Course textbooks (including source code) for second half of the course:


MIPS Simulator for Assembly Language homework (MARS):

  1. There is a MIPS Assembly language simulator with free downloads available and online documentation. For your convenience, a copy of the simulator is at: MIPS-simulator.
  2. To begin running the simulator, go inside the folder, and double-click on the Mars.jar icon. Alternatively, if running from the command line in Linux, type: java -jar Mars.jar If you download Mars.jar for your computer, there are also suggestions on that page for running Mars.
  3. The syntax of the assembly language is intended to be compatible with Appendix B of our textbook (also available online (requires CCIS password).
  4. The software is distributed as a Java .jar file. It requires Java J2SE 1.5 or later. Depending on your configuration, you may be able to directly open it from the download menu.
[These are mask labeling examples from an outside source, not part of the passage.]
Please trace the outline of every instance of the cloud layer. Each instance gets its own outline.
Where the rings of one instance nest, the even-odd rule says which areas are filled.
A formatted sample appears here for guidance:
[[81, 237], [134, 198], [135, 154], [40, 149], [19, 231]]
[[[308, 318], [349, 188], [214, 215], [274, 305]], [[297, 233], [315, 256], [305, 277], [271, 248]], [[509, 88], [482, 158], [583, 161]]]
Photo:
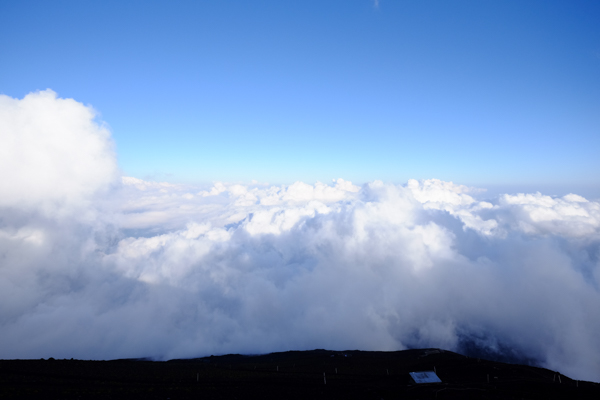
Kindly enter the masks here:
[[600, 376], [597, 202], [120, 178], [51, 91], [0, 96], [0, 132], [1, 358], [476, 345]]

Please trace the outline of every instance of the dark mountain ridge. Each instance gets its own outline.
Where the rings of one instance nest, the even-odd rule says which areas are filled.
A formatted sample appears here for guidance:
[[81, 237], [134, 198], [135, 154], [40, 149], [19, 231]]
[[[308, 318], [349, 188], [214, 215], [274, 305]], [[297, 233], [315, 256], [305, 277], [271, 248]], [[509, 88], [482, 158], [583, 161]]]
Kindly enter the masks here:
[[[435, 371], [416, 384], [410, 372]], [[598, 383], [441, 349], [148, 360], [0, 360], [0, 398], [598, 399]]]

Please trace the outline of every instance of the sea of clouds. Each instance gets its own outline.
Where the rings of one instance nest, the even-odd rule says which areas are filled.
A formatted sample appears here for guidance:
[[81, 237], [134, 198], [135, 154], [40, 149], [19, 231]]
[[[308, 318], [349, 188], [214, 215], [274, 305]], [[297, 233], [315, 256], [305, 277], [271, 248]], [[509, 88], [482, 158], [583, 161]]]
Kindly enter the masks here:
[[123, 177], [50, 90], [0, 96], [0, 143], [0, 358], [478, 348], [600, 380], [598, 202]]

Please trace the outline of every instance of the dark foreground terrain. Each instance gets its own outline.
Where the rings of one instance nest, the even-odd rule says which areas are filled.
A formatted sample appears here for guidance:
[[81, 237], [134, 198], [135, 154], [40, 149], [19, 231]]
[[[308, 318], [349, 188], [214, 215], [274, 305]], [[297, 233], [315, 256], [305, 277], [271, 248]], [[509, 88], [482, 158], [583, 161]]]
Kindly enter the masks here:
[[[415, 384], [434, 370], [441, 383]], [[0, 398], [600, 399], [600, 385], [543, 368], [424, 349], [290, 351], [191, 360], [0, 360]]]

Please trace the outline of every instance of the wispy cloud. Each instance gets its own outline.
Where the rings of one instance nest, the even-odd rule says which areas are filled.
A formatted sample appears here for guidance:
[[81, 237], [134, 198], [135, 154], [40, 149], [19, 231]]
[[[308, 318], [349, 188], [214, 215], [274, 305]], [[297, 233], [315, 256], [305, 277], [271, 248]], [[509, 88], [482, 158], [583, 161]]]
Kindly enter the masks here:
[[2, 358], [476, 342], [597, 379], [597, 202], [435, 179], [148, 182], [119, 177], [80, 103], [3, 96], [0, 116], [19, 154], [0, 157]]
    If you have trouble, or if you prefer to run from the command line on your own computer, the Java SDK is is also available for free download from the same download page. The instructions for running it from Windows or DOS should work equally well on Linux. The CCIS machines should already have the necessary Java SDK installed.

  5. GOTCHAS: There are several important things to watch out for.
    1. When you hit the "Assemble" menu item, any error messages about failure to assemble are in the bottom window pane, tab: "Mars Messages". Input/Output is in the bottom window pane, tab: "Run I/O"
    2. If you paste assembly code into the edit window pane, you must save that code to a file before Mars will let you assemble it.
    3. If you have selected a box with your mouse (e.g. "Value" box in the data window pane, or "Register" box), then Mars will not update the value in that box. Mars assumes you prefer to write your own value into that box, and not to allow the assembly program to use that box.
    4. If your program stops at an error, read the "Mars Messages" for the cause of the error, and then hit the "Backstep" menu item to see what caused that error. Continue hitting "Backstep" or "Singlestep" in order to identify the error.
    5. Your main routine must call the "exit" system call to terminate. It may not simply call return ("jr $ra"). Note that page B-44 of Appendix B of the text (fourth edition) has a table of "system services" (system calls). These allow you to do "exit" and also I/O.
  6. One of the nicer features of this software is a limited backstep capability (opposite of single-step) for debugging. In addition, the help menu includes a short summary of the MIPS assembly instructions. In general, I like this IDE for assembly even better than some of the IDEs that I have seen for C/C++/Java. (The one feature that I found a little unintuitive is that if you want to look at the stack (for example) instead of data, you must go to the Data Segment window pane, and use the drop-down menu at the bottom of that pane to choose "current $sp" instead of ".data".)
  7. Please note the three sample assembly programs, along with an accompanying tutorial on the same web page.
  8. I'd appreciate if if you could be on the lookout for any unusual issues, and report them promptly (along with possible workarounds), so the rest of the class can benefit. Thanks very much for your help on this.


The GNU debugger

GDB (GNU DeBugger):
  A Few Simple Debugging Commands Save You Hours of Work

	  gdb --args  
	  Example:  gdb --args ./a.out
	  break, continue
	  next, step, finish  (next line, step inside fnc, finish current fnc)
	  where, frame, list (e.g.: where; frame 0; list)
	  ptype, print  (   ptype argv[0]; print argv[0]   )
	  < Cursor keys work, TAB provides auto-complete >
          set follow-fork-mode child  (needed for debugging child process in shell)
	  help    e.g.: (gdb) help continue
  NOTE: For those who like a full-screen display of the current code, try the command ^Xa (ctrl-X a) to turn full-screen mode on and off.